Ce roman génial et singulier, sans doute le chef-d'œuvre de Hoffmann, a influencé pratiquement toute la littérature européenne de la deuxième moitié du XIXe siècle.
C'est l'histoire du moine Médard, écartelé entre le Ciel et l'Enfer, également avide du salut de son âme et des plaisirs charnels, également doué pour les aspirations mystiques et pour l'excès de la luxure. Après avoir vécu au monastère dans la prière et l'abstinence, il cède au Tentateur et absorbe un élixir qui lui permet de réaliser tous ses désirs de débauche, d'ambition, de violence et de sacrilège.
Le démon entre en lui et le chasse de son âme.
Dès qu'il a avalé le breuvage diabolique, Médard commet, sans en être conscient, une suite de meurtres et d'actes abominables. En fait, il se dédouble et le vrai sujet du livre, c'est la lutte contre la folie, contre les puissances du mal, contre le destin.
Hoffmann qui était hanté lui-même par la terreur de devenir fou, a voulu, malgré tout, donner une fin sinon heureuse, du moins apaisée à son livre : le Bien triomphera du Mal, après que Médard aura subi quantités d'épreuves et accepté le châtiment.
Hoffmann disait volontiers que son roman avait « jailli » de lui, inspiré par Oneiros, le dieu des rêves. Et c'est comme un rêve fou et merveilleux qu'il faut le lire aujourd'hui.
Ernst Theodor Amadeus Hoffmann est né en 1776 à Königsberg. Compositeur et chef d'orchestre, il se consacrait autant à la littérature qu'à la musique. Il est mort à Berlin en 1822.
Décidément, le fantastique se porte bien ; dont des maîtres reviennent en force.
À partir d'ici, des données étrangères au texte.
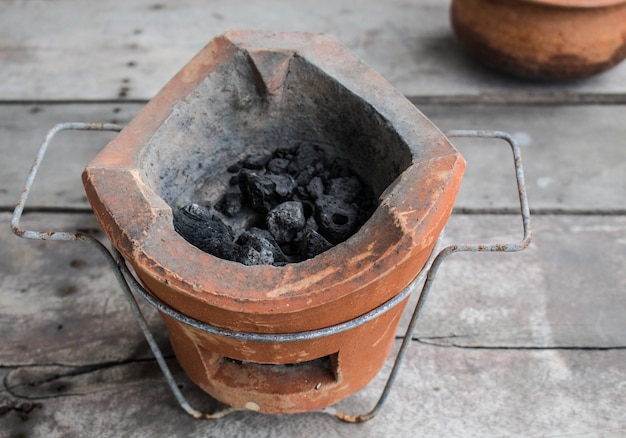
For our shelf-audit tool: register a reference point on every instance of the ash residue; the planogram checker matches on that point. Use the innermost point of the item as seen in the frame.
(296, 203)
Ces derniers mois ont vu se multiplier des (ré)éditions fondamentales, comme les Morts violentes d'Ambrose Bierce (« Les Cahiers rouges », Grasset), de Gustav Meyrink 1, les transfigurations historiques de Léo Perutz 2 et d'Heimito von Doderer (Sursis, 10/18 n° 1837), et même Les Mystères d'Udolfo, d'Ann Radcliffe la gothique (NEO/Plus).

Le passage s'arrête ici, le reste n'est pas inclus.